# Aharonov-Bohm effect

• I
Hello! I am reading Griffiths book on QM and in the chapter about the adiabatic approximation he introduces the Aharonov-Bohm effect. I am not sure why is this effect an example of adiabatic approximation. The hamiltonian doesn't depend on time as the vector potential is not a function of time so I don't really see how does this fit in the chapter. Griffiths mentions, indeed, that the same effect holds even when the vector potential depends on time, but again, there is nothing mentioned about slow change (which is required for the adiabatic approximation to hold). Can someone explain to me what is Griffiths actually doing there? Thank you!

strangerep
Can someone explain to me what is Griffiths actually doing there?
Since no one else has answered, here's my \$0.02...

Chapter 10 of Griffiths progresses through the following sequence:

-- Nonholonomic systems (in which interesting measurable phenomena can happen even adiabatically, by transport around a closed loop),

-- Geometric Berry phase (which is an example of such "interesting, measurable" phenomena). He derives the geometric net phase change formula [10.49] using the adiabatic approximation back in [10.40]. See his remarks under point 3 on p338.

-- Then he gives an example of an electron in a magnetic field of constant magnitude, but changing direction, (still using the adiabatic approximation), and derives the net phase change of the electron wave function.

-- Then he moves on the A-B effect (presumably because it involves a net phase change around a closed loop, similar to geometric phase). BUT, as he notes on p348 after eq[10.95], in this case the process of going around the solenoid doesn't have to be adiabatic.

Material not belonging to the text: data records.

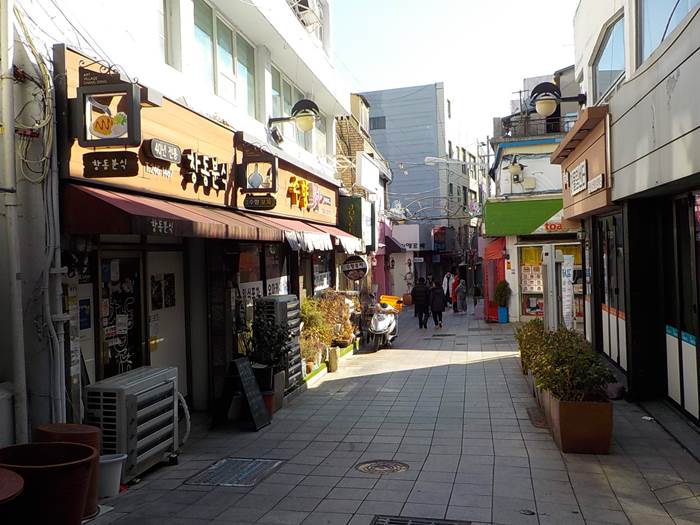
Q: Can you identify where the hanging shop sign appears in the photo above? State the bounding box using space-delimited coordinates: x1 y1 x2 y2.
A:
243 194 277 211
569 159 587 196
587 174 604 194
236 143 278 193
83 151 139 178
341 255 368 281
74 82 142 148
142 138 181 164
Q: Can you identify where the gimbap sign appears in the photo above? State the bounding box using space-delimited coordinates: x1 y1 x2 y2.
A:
341 256 368 281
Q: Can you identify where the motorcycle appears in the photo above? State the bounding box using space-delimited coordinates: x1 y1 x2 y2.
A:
368 300 400 352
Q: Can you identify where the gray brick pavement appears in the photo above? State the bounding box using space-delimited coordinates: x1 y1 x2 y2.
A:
93 306 700 525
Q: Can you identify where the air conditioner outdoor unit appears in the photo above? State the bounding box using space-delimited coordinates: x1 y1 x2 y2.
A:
86 366 178 483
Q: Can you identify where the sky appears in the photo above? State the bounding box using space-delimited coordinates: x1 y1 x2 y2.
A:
331 0 579 148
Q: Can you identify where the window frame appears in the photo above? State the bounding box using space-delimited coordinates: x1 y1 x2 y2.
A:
591 14 625 103
637 0 700 66
369 116 386 130
193 0 258 116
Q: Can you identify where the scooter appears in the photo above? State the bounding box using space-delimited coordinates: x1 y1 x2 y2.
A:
368 301 399 352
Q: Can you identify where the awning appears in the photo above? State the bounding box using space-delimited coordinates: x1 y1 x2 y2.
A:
384 234 405 254
240 212 333 252
311 223 364 254
62 184 281 241
483 198 564 236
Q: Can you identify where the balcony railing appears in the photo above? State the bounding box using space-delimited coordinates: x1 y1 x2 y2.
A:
498 114 577 139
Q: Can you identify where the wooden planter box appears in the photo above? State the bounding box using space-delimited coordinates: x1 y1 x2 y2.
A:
548 395 613 454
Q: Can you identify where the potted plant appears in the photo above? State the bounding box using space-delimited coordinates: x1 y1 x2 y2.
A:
251 302 290 407
531 328 615 454
300 298 332 374
494 280 511 323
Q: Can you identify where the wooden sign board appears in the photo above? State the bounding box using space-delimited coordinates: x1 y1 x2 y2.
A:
83 151 139 178
232 357 270 431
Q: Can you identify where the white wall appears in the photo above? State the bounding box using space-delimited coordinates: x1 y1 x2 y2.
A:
497 154 563 195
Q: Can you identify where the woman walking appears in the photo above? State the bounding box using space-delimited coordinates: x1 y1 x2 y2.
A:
456 279 468 314
429 280 446 328
451 275 460 313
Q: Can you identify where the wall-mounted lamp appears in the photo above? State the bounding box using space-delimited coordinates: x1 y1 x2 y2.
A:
268 99 320 143
506 156 525 181
529 82 587 118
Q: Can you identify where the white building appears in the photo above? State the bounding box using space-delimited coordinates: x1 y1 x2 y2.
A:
1 0 349 441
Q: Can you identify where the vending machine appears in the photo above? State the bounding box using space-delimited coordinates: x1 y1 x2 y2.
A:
542 244 577 331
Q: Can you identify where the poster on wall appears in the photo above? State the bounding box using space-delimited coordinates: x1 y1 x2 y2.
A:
314 272 331 292
150 273 177 310
163 273 176 307
150 274 163 310
561 255 575 329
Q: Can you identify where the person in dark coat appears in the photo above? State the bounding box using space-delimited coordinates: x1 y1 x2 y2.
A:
411 277 431 329
429 280 446 328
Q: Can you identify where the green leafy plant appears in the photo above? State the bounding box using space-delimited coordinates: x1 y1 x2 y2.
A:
250 302 290 371
515 318 545 373
494 280 511 308
530 327 614 402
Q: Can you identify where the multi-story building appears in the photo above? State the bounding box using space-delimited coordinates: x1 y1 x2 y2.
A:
483 68 583 324
335 94 397 296
1 0 353 440
361 82 479 283
551 0 700 427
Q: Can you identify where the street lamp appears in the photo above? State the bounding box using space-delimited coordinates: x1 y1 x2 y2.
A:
529 82 587 118
268 99 320 143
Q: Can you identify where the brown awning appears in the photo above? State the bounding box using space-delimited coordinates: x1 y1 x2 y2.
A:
550 106 608 165
62 184 281 241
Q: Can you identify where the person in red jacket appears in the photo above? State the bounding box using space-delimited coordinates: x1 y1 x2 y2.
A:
451 277 460 313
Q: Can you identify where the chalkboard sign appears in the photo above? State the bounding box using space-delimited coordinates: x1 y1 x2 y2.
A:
232 358 270 431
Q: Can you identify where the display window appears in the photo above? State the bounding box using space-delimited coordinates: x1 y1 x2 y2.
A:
238 243 262 305
265 244 289 295
312 251 332 293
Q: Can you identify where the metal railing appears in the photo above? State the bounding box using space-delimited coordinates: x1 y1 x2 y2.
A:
499 115 577 139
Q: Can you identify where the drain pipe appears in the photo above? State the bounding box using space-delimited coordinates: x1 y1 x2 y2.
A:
1 0 29 443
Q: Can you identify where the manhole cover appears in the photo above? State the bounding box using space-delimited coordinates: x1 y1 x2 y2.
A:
372 516 471 525
356 460 409 474
186 458 282 487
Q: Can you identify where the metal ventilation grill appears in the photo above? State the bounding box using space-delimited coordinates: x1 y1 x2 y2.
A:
371 517 471 525
86 390 118 454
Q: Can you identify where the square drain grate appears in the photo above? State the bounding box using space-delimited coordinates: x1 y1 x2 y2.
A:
186 458 282 487
372 516 471 525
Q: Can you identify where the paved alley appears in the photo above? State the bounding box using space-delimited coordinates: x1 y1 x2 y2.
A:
94 310 700 525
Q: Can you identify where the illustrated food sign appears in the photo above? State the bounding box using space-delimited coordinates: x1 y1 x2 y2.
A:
341 255 368 281
76 83 142 148
238 148 278 194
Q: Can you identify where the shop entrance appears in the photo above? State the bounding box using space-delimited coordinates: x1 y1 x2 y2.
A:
483 238 505 322
663 195 700 420
597 214 627 370
99 255 145 378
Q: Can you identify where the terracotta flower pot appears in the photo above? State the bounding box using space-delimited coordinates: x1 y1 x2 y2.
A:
0 442 96 525
549 396 613 454
33 423 101 519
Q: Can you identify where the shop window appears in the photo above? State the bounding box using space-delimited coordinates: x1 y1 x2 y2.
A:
312 252 332 293
238 243 262 306
236 34 256 119
593 16 625 102
264 244 289 296
519 246 544 317
640 0 699 62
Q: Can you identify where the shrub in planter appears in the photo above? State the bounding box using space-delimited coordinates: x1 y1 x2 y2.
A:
494 280 511 323
251 302 290 391
515 318 545 374
532 328 616 454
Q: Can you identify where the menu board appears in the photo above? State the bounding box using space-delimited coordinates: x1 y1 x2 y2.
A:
232 358 270 431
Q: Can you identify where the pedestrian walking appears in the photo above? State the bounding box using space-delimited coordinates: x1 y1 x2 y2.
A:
429 280 446 328
456 278 468 313
410 277 431 329
451 275 460 313
472 284 481 315
442 272 453 306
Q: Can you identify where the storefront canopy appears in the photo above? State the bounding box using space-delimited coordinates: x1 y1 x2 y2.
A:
312 223 364 254
484 198 564 237
62 184 281 241
240 213 334 252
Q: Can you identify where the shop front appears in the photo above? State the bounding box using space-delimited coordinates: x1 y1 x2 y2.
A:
55 46 355 413
483 197 581 323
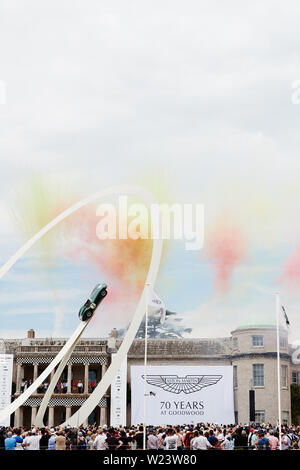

I'm not sure why Griffiths does it this way. Maybe it's because the general idea of net phase change around a closed loop is easier to present at introductory level if one uses the adiabatic approximation (which simplifies some of the math). But the A-B effect, which doesn't need the adiabatic approximation, shows that net phase change around a closed loop is of far more general importance in QM, not merely in the restricted circumstances of the adiabatic approximation.

HTH.